Don't overlook that the agreed upon price per paper's freedom is not only independent of its quality and later impact (which is unknown at the moment of publication and can only be estimated based on the author's name and other rough criteria) but even of its length. Any incorporation of the length and other parameters into the "freedom fees" would probably be counterproductive because it could push the journals to prefer longer, talkative papers etc. Well, the current system really does the opposite, it supports the publication of many short papers (rename each section to a paper and your journal will make a profit) but please, journals, don't read this insight of mine. ;-)

Can other disciplines emulate the example of high energy physics?
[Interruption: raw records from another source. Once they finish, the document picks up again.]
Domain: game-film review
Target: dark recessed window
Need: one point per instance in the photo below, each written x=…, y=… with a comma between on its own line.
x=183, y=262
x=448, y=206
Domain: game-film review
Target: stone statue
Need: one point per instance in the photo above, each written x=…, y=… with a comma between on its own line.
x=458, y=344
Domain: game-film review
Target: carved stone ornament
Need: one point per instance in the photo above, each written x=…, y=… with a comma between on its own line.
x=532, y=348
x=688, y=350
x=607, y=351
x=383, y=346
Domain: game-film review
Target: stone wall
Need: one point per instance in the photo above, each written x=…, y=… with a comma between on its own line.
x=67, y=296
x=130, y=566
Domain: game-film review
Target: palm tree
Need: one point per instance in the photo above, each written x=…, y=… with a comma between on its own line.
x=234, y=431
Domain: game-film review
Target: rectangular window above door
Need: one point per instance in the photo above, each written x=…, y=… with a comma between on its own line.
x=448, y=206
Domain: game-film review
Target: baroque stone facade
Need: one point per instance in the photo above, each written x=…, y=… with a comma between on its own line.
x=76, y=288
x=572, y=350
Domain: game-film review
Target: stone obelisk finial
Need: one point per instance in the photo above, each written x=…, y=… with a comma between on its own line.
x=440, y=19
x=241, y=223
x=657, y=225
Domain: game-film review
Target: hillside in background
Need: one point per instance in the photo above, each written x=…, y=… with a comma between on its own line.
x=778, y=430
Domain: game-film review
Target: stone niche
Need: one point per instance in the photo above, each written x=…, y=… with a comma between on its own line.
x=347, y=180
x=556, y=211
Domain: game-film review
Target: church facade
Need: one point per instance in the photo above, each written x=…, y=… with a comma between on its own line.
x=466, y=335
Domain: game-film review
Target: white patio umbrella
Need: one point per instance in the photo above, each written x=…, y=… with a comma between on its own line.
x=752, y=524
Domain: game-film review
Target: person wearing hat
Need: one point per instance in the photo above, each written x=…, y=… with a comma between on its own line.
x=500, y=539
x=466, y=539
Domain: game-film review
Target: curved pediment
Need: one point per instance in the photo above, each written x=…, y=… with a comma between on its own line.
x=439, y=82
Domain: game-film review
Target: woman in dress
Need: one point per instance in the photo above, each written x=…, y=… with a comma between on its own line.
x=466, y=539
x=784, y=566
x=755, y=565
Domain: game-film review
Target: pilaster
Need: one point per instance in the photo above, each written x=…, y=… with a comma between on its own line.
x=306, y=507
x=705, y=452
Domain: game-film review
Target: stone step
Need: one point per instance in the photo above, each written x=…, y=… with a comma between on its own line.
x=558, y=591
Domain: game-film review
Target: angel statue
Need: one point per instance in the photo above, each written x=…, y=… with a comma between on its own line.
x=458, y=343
HEP has had some tradition in free publishing. However, what I find essential for the transition to be politically feasible is that most papers are not being "bought" by any individual readers because HEP is simply too esoteric a discipline. Most people, including those with science degrees, are only capable of reading popular books by shameful aggressive cranks such as Woit and Smolin but they can't actually follow the science.

In fields where the profit from selling papers comes from many readers, i.e. in "easy enough disciplines", it could be difficult to rearrange all the money flows which is needed to make the papers free. One may express the same idea in a different way: high energy physics is hugely "non-commercial" – almost all the money that circulates in it comes from some government-related institutions so they may just "rename" the money flows in between them. In publishing that depends on many readers' desire to buy the products, making these products free is always a financial problem.